Jesus Comes Back to Straighten Out the Mess
And accuses people of making Christianity look ridiculous

In a surprise move, Jesus returned to earth this week to straighten out the Catholic baptism mess that occurred after a priest got his pronouns mixed up.
The priest in question apologized profusely for saying “we” instead of “I” during the baptismal sacraments, but this didn’t deter the Catholic Church from suggesting that hundreds of baptisms might be null and void.
According to BBC news reports, “It is unclear how many baptisms are now considered invalid, although local media has put the figure in the thousands.”
Jesus, clearly exasperated, said, “Baptisms aren’t about pronouns.
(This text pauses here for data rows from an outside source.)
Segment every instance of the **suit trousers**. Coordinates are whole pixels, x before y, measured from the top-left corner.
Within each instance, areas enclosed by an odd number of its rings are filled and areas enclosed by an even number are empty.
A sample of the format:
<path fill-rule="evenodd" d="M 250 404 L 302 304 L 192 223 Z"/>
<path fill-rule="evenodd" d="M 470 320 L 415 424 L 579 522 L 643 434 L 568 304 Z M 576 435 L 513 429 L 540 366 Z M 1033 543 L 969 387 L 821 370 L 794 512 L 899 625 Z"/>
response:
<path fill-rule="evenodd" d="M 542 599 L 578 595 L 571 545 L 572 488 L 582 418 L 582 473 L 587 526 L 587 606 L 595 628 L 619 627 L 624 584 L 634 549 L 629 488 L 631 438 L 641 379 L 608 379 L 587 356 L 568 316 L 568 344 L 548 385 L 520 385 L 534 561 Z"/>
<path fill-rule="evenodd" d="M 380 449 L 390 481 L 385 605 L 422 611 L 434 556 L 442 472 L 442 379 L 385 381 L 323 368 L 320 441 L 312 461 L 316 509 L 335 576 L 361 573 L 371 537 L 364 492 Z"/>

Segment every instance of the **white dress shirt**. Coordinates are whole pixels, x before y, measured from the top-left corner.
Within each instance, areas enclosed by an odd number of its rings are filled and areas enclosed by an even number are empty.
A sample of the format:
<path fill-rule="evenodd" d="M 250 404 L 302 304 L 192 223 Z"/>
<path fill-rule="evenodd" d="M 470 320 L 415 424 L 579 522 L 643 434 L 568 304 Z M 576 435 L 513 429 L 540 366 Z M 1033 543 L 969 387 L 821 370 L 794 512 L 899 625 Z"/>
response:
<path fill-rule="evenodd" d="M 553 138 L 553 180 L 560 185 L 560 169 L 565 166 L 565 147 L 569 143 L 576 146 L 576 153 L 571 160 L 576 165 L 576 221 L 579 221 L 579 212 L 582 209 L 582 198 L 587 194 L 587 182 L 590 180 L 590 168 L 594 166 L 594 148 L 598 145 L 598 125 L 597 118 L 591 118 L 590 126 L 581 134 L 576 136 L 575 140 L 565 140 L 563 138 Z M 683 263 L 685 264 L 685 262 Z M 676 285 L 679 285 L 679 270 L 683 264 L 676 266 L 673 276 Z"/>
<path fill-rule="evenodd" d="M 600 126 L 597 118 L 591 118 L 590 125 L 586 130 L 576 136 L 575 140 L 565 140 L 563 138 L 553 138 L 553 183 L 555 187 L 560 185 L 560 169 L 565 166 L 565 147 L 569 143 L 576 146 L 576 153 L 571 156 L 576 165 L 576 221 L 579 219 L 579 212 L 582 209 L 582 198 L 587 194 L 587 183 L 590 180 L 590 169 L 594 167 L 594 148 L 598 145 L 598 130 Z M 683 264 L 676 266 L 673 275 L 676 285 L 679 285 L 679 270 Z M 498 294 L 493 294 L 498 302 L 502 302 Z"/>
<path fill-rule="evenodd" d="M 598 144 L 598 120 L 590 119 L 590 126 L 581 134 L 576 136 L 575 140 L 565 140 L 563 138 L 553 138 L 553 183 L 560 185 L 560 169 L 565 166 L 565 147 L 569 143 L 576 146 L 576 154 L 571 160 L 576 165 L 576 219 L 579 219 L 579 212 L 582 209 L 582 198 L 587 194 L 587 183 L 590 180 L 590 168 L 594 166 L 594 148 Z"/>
Baptisms are about giving your heart to Jesus.”
When somebody asked if all the people who had fake baptisms were going to hell, Jesus looked like he wanted to turn over a few tables.
“There is no such thing as a fake baptism. You remind me of the Pharisees, making up stupid rules. Don’t you realize you’ve taken a great message about love, forgiveness, and compassion that has the power to change the world and made it look ridiculous? Now even more people will make fun of Christians.”
Jesus seemed to be losing ground when one man in the crowd shouted hopefully, “Does this mean I get to declare my marriage invalid, since my baptism doesn’t count?”
Others, disgruntled at being compared to Pharisees and thinking the talk about love was a bit much, grumbled that this probably wasn’t really Jesus.
“We’re like, going through a crisis, and this guy says pronouns aren’t important? I say we cancel him,” said Allison S. Snodgrass who goes by ASS on social media.
Following her words, the angry crowd surged forward, but Jesus slipped through their fingers and disappeared. An unnamed man thought he heard Jesus say right before vanishing in a cloud, “You people are hopeless. See you in another 2,000 years.”
But the crowd forgot about Jesus when they heard somebody was selling marriage anulments and baptisms at a discount.